Hislerimden artık emindim. Onu seviyordum. Ama böyle bir şeyi ona söyleyecek cesaretim yoktu. Çünkü arkadaşlığımızın tamamen bitmesinden korkuyordum. Onun yıllarca yalnız kalması ve öz babası yüzünden yaşadıkları büyük ihtimalle insanlara olan güvenini milyon kez sorgulamasına sebep oluyordu.

Kendi babası bile böyle davranmışken herkese güvenmek kolay olmazdı ve olmamalıydı zaten.

Ama bir yerlerde onun bana biraz da olsa güvendiğini hissetmiştim. Ve ondan biraz daha benim evimde kalmasini istemiştim. O da beni kırmamak için kabul etmişti.

Bende kalmasını istememin sebebi ise bu sürede daha yakın arkadaş olursak birbirimizden kopmayız diye düşünmemdi.

Ve açıkçası Su'yun dün akşam dışarıda arkadaşlığımızı bitirmeyelim gibisinden sarfettiği cümler beni mutlu etmişti.
E tabi bir yandan da üzmüştü. Çünkü sonuçta o beni sadece yalnızken yanında olan bir arkadaşı olarak görüyordu.

Bir işe gireceğini söylemişti. Bence de doğru olan buydu. Böylece çevre edinebilir ve biraz daha sosyalleşebilirdi. Bu onun icin güzel bir şeydi. Ve ben de onun mutlu olmasını istiyordum.

Bugün ise hastaneden çıkar çıkmaz Su'yu tanıyan kimseleri bulacaktım. Ve önceliğim
tabi ki bakkal olucaktı. O amcayla baya bir samimiydi.

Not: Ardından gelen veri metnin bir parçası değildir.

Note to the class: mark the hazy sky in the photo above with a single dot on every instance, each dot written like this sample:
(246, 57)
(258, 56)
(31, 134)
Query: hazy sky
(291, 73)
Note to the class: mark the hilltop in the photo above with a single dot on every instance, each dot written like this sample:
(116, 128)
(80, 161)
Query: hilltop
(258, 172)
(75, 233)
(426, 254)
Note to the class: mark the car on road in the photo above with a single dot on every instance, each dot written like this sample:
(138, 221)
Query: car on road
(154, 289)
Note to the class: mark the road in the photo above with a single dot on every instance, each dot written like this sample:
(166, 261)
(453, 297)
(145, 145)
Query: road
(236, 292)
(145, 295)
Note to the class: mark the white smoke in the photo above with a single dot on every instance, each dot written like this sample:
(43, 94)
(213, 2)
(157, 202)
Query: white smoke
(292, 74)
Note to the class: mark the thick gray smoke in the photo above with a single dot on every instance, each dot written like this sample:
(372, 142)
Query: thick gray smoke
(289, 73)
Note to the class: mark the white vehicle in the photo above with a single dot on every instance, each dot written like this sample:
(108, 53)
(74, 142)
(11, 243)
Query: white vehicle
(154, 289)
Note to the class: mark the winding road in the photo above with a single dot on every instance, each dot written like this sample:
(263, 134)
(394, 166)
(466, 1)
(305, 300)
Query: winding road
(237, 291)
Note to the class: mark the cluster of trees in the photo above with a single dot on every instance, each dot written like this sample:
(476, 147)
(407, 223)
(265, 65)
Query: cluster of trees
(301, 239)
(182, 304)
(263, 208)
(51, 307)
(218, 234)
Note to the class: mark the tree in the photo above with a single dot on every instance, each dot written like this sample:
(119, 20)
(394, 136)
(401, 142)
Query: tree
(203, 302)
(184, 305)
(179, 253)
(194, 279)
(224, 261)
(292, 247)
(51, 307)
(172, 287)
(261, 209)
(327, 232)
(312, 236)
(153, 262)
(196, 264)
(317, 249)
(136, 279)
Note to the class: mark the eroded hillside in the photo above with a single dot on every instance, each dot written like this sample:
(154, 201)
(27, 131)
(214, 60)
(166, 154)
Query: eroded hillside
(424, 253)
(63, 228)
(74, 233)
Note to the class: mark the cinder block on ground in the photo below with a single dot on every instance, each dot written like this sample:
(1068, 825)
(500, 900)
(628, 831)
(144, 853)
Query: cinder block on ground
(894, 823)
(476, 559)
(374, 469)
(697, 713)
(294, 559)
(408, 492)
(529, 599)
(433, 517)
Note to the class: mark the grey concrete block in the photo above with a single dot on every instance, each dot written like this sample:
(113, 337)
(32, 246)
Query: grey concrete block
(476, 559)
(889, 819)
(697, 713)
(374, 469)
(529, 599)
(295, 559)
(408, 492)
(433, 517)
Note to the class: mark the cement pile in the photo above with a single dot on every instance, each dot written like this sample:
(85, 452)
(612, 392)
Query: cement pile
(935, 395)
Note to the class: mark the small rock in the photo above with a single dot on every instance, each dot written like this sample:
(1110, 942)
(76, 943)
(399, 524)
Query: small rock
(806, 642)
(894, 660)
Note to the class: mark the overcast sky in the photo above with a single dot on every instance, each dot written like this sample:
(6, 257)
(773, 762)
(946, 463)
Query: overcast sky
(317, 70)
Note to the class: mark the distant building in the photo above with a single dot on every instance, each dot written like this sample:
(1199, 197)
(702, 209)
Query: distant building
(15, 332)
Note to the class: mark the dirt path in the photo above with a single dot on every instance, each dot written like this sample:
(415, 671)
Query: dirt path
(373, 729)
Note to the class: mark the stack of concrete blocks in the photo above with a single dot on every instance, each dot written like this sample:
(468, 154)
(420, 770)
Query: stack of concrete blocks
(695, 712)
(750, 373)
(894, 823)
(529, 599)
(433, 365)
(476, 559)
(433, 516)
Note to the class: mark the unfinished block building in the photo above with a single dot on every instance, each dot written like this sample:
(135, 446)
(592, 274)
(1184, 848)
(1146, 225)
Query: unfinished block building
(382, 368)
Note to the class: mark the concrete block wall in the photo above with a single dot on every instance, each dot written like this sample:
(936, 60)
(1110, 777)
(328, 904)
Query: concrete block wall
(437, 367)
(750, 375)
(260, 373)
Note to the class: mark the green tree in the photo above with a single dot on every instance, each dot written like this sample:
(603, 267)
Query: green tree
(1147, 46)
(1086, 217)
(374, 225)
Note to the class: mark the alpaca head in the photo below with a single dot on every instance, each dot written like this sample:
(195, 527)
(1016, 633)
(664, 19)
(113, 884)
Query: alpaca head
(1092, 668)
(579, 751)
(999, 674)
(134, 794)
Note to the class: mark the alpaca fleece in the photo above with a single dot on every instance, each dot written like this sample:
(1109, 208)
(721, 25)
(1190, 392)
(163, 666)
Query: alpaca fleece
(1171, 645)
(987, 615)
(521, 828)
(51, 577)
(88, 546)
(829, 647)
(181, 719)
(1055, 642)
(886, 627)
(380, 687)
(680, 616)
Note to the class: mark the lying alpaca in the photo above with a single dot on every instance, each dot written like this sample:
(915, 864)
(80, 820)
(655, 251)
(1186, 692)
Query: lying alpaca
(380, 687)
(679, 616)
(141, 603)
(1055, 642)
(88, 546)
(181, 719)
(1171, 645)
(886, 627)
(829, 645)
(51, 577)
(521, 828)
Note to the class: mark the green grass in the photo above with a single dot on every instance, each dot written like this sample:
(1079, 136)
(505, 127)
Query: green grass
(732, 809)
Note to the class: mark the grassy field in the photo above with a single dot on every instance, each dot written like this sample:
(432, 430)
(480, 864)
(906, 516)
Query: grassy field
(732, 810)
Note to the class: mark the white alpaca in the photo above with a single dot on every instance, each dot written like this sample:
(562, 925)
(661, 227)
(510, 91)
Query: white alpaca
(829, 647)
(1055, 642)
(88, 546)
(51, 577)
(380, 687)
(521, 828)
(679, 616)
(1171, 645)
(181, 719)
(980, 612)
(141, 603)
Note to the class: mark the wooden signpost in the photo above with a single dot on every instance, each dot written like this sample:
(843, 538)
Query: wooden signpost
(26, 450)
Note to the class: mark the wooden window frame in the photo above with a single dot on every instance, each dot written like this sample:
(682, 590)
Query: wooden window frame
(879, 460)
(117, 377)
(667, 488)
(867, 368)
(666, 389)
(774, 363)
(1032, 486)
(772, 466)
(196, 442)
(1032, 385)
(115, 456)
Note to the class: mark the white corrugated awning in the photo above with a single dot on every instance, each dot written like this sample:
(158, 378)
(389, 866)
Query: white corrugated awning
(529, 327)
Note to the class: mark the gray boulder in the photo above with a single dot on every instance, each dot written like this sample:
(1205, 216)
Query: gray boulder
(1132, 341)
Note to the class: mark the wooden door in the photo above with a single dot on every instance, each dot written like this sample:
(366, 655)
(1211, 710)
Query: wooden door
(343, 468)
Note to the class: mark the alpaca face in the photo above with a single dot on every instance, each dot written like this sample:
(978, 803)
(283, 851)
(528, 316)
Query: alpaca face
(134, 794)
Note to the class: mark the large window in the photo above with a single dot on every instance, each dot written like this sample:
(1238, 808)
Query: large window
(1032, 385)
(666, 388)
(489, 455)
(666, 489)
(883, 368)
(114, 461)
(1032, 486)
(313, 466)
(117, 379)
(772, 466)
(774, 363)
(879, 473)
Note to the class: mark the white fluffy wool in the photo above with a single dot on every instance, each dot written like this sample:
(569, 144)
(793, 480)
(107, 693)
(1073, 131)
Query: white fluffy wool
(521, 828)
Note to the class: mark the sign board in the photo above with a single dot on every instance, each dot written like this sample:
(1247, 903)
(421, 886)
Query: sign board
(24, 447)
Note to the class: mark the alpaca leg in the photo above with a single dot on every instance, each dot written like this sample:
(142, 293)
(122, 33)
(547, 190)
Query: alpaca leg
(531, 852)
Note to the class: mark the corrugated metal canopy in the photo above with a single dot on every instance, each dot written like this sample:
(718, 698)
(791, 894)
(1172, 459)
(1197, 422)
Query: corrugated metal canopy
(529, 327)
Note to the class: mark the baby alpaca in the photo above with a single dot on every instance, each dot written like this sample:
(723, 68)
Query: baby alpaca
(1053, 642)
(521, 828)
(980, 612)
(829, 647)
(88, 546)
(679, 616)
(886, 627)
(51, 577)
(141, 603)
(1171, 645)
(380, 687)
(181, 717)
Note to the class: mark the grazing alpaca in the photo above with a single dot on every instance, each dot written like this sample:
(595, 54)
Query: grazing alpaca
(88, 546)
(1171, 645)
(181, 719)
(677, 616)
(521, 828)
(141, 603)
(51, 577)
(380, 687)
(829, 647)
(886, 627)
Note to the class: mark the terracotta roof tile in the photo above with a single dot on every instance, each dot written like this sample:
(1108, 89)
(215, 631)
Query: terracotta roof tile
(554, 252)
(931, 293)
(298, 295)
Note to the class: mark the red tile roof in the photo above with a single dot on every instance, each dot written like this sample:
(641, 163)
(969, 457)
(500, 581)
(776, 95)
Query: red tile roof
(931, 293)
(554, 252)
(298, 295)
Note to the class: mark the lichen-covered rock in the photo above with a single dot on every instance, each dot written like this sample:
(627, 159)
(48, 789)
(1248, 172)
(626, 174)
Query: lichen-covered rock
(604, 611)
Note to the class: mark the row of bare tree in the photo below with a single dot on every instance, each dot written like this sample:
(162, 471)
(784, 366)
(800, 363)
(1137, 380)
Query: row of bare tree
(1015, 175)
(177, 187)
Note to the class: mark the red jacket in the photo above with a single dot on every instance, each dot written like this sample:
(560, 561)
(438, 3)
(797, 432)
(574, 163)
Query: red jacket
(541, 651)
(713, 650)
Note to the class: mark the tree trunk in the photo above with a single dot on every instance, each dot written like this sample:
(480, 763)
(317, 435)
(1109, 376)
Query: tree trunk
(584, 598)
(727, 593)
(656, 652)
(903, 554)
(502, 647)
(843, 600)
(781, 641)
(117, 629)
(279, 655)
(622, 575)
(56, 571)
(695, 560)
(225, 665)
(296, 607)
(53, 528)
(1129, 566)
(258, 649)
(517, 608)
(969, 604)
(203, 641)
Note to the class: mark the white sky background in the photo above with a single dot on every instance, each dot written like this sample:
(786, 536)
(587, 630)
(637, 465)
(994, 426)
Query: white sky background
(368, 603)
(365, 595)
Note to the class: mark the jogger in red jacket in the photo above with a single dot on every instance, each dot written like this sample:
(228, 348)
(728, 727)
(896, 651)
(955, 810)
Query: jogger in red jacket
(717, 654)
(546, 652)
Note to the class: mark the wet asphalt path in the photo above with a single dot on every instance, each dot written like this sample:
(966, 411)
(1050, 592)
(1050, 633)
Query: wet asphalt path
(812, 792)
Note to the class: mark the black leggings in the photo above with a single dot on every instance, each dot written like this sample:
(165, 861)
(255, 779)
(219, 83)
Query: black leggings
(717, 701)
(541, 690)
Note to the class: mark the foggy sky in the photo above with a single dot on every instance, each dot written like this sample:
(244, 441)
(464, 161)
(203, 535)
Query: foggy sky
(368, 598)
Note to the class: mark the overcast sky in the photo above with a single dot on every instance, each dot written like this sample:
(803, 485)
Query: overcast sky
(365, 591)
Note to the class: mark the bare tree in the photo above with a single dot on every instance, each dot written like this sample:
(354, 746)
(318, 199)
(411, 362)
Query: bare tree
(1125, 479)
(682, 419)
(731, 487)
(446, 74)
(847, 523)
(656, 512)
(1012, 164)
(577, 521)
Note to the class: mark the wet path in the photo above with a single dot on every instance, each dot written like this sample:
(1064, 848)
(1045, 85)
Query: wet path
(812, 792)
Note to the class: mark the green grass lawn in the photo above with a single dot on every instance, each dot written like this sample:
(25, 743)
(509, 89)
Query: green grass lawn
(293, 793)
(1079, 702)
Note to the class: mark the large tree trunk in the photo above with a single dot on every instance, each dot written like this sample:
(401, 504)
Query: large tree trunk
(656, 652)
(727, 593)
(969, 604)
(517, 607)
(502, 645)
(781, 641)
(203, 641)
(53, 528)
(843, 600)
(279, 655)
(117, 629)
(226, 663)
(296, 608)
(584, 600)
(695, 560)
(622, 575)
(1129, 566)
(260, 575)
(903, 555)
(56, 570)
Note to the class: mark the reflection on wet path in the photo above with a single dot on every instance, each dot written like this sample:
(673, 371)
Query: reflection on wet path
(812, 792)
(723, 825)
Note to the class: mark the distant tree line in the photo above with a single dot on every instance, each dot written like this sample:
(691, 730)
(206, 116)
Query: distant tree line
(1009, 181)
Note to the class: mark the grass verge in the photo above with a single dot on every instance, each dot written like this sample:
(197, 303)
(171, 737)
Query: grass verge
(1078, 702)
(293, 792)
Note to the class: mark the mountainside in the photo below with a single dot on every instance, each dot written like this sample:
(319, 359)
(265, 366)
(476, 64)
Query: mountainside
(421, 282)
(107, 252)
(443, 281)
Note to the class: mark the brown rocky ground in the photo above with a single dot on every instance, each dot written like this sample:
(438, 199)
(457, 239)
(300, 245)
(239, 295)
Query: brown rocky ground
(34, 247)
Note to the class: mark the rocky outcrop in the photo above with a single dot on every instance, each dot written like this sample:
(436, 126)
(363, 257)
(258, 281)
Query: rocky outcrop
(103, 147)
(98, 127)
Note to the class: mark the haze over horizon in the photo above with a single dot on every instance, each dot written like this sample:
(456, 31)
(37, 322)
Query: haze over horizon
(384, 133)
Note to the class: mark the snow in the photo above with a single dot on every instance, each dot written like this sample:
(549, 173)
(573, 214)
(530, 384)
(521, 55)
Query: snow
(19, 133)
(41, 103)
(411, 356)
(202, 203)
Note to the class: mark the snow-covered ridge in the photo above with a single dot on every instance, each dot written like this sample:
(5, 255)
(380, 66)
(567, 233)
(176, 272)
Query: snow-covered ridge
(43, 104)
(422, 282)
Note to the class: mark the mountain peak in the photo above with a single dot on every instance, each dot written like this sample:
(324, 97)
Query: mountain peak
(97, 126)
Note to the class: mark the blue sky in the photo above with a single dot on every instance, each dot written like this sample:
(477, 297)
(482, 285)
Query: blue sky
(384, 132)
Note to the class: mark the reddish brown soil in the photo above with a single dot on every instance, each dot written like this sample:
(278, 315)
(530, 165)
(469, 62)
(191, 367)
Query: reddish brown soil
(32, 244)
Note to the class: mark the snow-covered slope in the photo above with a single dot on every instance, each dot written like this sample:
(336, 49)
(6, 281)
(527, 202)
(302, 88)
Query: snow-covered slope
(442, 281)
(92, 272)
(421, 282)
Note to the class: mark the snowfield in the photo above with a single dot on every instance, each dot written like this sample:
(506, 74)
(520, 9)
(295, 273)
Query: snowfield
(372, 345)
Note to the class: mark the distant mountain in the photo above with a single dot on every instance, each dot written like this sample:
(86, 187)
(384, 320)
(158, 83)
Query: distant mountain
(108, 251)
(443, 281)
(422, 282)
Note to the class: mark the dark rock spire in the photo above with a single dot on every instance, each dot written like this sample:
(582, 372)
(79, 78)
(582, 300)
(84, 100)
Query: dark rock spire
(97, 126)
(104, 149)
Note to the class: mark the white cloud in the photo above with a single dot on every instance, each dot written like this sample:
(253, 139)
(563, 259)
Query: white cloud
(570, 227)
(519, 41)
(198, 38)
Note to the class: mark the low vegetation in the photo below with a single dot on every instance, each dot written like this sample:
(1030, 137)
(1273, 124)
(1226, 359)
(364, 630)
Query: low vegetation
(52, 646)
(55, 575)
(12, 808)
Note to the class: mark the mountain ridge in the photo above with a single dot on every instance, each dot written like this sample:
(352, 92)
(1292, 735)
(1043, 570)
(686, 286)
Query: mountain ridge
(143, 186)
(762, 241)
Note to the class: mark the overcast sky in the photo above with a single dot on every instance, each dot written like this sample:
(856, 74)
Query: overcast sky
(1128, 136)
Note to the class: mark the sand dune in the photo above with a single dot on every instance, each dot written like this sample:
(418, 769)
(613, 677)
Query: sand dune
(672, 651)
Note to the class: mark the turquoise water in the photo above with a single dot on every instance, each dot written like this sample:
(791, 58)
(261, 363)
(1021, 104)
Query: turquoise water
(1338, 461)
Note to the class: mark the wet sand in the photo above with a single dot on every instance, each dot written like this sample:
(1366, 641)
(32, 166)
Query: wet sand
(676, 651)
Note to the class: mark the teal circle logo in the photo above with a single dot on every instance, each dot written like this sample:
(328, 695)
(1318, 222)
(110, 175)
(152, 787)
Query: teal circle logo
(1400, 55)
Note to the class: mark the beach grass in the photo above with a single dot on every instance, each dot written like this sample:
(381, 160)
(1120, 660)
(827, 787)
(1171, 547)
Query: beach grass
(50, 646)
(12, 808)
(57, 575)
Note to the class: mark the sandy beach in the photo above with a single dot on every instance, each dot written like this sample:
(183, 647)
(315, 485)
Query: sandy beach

Yüksek ihtimalle o amcadan bir şeyler öğrenebilirdim.

Artık vakti gelmişti çünkü. Onu tanımam gerekiyordu. Ve onun bana kendini anlatacağını sanmıyordum. O ise beni eminim artık baya tanıyordu.
Çünkü ben duygularımı çok dışavuran bir insandım. Daha doğrusu bunu tercih ediyordum.

İstediğimde duygularımı saklamakta da iyiydim.

Ama gizlemeyi tercih etmezdim. Yani sonuç olarak artık onun hakkında bir şeyler öğrenmem gerekti. Bildiklerim çok azdı ve onlar da zaten Zafer ya da annem ile ilgili kısmıydı.

...

Bir kaç saat sonra hastaneden çıkmış eve doğru ilerliyordum. Yol ayrımına gelince evimin değil de Su'yun evinin olduğu tarafa döndüm. Biraz ilerleyince bakkal yazısını gördüm. Arabayı durdurup bakkala doğru ilerledim. İçeri girince 50li yaşların ortalarında, yarı kel, tombul yanaklı bir amcayla karşılaştım.

"Buyur evladım"

"Merhaba amcacım buraya size bir şey sormak için gelmiştim"

"Sor, tabi sor"

"Şimdi şu ileride bir kız oturuyor benim arkadaşım onun hakkında bir şeyler öğrenmeye çalışıyorum da"

"Benim bildiğim bir tek kişi var ama o da değildir, bilmiyorum"

"Anladım amcacım saol yinede"

"İsmi neydi bu kızın?"

"Su"

"Haa Su mu onu biliyorum canım ,sadece hiç arkadaşı olduğunu bilmiyordum."

"Yaa yeni tanıştık zaten"

"Anladım sen geç şöyle"

Amca bana bir tabure uzatınca çekip oturdum. Buradan fazlaca bir şeyler öğreneceğim gibi gözüküyordu.